Have you looked at the latest charmod draft?
(http://www.w3.org/International/Group/charmod-edit/#sec-URIs)
I'm not sure normalization of IRIs has to be mentioned in
the character model; it would only complicate the specs.


>although the algorithm given
>in the IRI spec conforms with the early uniform normalization model of
>charmod.

Of course it does :-). But maybe it should say so.
(well, there are a few details we have to look at again)


>Charmod:
>
>[[[ from section 4.3
>http://www.w3.org/TR/charmod/#sec-NormalizationApplication
>
>[S] Specifications of text-based formats and protocols MUST, as part of
>their syntax definition, require that the text be in normalized form.
>
>]]]
>
>[[[ Section 8
>http://www.w3.org/TR/charmod/#sec-URIs
>
>[S] W3C specifications that define protocol or format elements (e.g. HTTP
>headers, XML attributes, etc.) which are to be interpreted as URI references
>(or specific subsets of URI references, such as absolute URI references,
>URIs, etc.) SHOULD use Internationalized Resource Identifiers (IRI) [I-D
>URI-I18N] (or an appropriate subset thereof).
>
>]]]
>
>[[[ IRI Section 2.3
>http://www.w3.org/International/2001/draft-masinter-url-i18n-08.txt
>
>[[[
>Part I is skipped if the
>input is already in an UCS-based encoding (e.g. UTF-8 or UTF-16). In
>that case, it is assumed that the IRI is already in NFC.
>
>    Part I)
>
>    1) Represent the IRI characters as a sequence of characters from the
>       UCS.
>
>    2) Normalize the character sequence according to Normalization Form
>       C, as defined in [UNI15].  (See further discussion in Section
>       3.1.)
>]]]
>
>Charmod, would benefit if the fact that the same normalization model is used
>in the IRI spec was more explicit.

I agree to make this explicit in the IRI spec. I don't see
the point for Charmod.


>An issue with test003 which IRI raises is that IRI says (particularly (b)):
>
>[[[
>2.3 Mapping of IRIs to URIs
>
>This section defines how to map an IRI to a URI. Everything in
>this section applies also to IRI references and URI references, as
>well as components thereoff (e.g. fragment identifiers).
>
>This mapping has two purposes:
>
>   a) Syntactical: Many URI schemes and components define additional
>      syntactical restrictions not captured in Section 2.2. Such
>      restrictions can be applied to IRIs by noting that IRIs are only
>      valid if they map to syntactically valid URIs. This means that
>      such syntactical restrictions do not have to be defined again
>      on the IRI level.
>
>   b) Interpretational: URIs identify resources in various ways. IRIs
>      also indentify resources. The resource that an IRI identifies is
>      the same as the one identified by the URI obtained after
>      converting the IRI according to the procedure defined here.
>      This means that there is no need to define the association
>      between identifier and resource again on the IRI level.
>]]]
>
>This seems to suggest that we should do the mapping before the model theory;
>which is in tension with the usual refusal to normalize URIs for scheme
>case, hostname case, port number, missing default path, or anything else,
>except as part of actually executing the protocol.

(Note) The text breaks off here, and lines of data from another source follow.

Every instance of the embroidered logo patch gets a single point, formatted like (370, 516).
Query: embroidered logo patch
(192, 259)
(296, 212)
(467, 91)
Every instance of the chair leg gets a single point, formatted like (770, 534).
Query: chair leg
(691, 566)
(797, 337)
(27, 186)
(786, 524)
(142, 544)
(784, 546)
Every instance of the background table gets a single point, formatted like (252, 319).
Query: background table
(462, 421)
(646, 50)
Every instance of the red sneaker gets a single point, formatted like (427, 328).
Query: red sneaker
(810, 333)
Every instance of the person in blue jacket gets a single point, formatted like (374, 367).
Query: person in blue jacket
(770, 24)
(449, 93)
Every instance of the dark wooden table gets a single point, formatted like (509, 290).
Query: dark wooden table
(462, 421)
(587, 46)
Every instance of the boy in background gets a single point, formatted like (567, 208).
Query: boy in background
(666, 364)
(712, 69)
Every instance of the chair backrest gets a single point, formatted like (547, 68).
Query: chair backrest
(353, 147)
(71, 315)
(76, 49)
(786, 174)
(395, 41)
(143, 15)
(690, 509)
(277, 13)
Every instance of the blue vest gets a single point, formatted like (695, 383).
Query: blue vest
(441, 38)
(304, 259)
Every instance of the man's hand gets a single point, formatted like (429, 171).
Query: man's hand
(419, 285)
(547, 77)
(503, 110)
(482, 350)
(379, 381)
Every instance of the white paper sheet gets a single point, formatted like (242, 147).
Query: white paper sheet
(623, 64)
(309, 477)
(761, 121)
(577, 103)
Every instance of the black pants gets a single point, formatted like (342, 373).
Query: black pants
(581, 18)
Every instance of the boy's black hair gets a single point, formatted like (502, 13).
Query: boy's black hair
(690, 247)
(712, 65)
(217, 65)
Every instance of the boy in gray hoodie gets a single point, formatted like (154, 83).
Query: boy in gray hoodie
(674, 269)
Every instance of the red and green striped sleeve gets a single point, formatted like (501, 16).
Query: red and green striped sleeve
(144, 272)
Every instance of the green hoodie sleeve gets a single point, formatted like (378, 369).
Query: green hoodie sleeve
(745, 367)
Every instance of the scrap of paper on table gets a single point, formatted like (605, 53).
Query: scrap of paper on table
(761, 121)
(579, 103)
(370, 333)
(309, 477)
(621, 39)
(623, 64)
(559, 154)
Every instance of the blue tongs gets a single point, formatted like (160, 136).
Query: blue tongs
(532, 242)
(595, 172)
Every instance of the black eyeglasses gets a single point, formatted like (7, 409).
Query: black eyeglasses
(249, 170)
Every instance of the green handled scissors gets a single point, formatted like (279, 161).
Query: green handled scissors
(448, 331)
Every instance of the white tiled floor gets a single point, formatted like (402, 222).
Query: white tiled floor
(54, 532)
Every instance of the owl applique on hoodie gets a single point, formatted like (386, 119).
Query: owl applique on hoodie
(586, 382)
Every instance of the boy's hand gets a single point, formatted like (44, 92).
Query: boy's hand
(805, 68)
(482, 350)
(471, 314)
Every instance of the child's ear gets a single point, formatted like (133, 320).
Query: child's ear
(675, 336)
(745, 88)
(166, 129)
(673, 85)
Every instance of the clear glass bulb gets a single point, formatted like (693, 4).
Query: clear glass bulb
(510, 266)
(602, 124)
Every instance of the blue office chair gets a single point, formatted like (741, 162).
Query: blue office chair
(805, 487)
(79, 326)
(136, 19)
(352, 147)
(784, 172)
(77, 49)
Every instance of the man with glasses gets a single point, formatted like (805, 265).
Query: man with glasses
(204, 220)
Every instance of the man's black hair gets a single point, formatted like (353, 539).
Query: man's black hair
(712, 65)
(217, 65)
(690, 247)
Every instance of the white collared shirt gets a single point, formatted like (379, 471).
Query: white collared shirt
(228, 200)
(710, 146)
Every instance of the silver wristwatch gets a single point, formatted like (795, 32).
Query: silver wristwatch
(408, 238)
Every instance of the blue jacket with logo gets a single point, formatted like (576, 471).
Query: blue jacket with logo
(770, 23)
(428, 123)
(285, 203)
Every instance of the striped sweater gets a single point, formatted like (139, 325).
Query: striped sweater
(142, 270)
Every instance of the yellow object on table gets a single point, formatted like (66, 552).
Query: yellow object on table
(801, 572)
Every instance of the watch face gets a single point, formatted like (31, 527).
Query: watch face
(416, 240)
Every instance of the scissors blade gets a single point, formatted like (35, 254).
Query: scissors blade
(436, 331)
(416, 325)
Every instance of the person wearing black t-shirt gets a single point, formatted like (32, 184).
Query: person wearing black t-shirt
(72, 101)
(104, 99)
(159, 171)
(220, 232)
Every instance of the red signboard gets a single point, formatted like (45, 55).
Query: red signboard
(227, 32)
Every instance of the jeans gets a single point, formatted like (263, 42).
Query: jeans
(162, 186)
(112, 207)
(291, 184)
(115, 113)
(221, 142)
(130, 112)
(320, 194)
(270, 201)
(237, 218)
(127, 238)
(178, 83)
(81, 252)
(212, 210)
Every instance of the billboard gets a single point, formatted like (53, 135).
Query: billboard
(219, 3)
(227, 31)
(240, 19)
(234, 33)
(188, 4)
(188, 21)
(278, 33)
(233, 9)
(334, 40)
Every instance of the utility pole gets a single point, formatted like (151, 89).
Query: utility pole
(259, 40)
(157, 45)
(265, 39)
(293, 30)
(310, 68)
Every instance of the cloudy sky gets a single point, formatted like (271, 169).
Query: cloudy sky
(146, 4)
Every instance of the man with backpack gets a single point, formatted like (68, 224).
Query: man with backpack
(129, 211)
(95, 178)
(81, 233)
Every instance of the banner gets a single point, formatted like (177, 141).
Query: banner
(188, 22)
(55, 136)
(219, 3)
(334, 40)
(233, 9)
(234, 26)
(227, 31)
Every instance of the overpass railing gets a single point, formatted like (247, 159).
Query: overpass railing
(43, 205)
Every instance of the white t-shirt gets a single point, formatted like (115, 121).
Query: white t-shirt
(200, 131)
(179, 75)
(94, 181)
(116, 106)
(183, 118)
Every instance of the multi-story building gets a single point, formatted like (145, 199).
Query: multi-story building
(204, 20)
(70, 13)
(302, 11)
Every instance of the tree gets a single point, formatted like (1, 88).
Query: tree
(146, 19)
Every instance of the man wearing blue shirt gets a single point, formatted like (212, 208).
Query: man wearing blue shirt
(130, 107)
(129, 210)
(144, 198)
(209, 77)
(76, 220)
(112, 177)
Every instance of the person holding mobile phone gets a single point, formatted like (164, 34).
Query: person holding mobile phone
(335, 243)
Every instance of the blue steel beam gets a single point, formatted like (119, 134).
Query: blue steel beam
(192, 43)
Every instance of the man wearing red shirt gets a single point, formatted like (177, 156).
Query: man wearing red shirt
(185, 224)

Clearing up escape issues is one step before casing issues.
Most escape issues (for a-zA-Z0-9, everything outside US-ASCII,
plus a few specials) are completely independent of the scheme,
they apply to all URIs. Case and the other stuff is very much
scheme-dependent. This is a big difference.


>It is potentially self-inconsistent with the phrase:
>
>[[[
>However, this mapping SHOULD only be applied when necessary, as late
>as possible.
>]]]

No, it is not. For RDF, it would just mean that when you compare,
you may want to apply it, but you wouldn't convert and stay there;
you would keep the original.

Regards,   Martin.

Received on Monday, 15 April 2002 21:29:37 UTC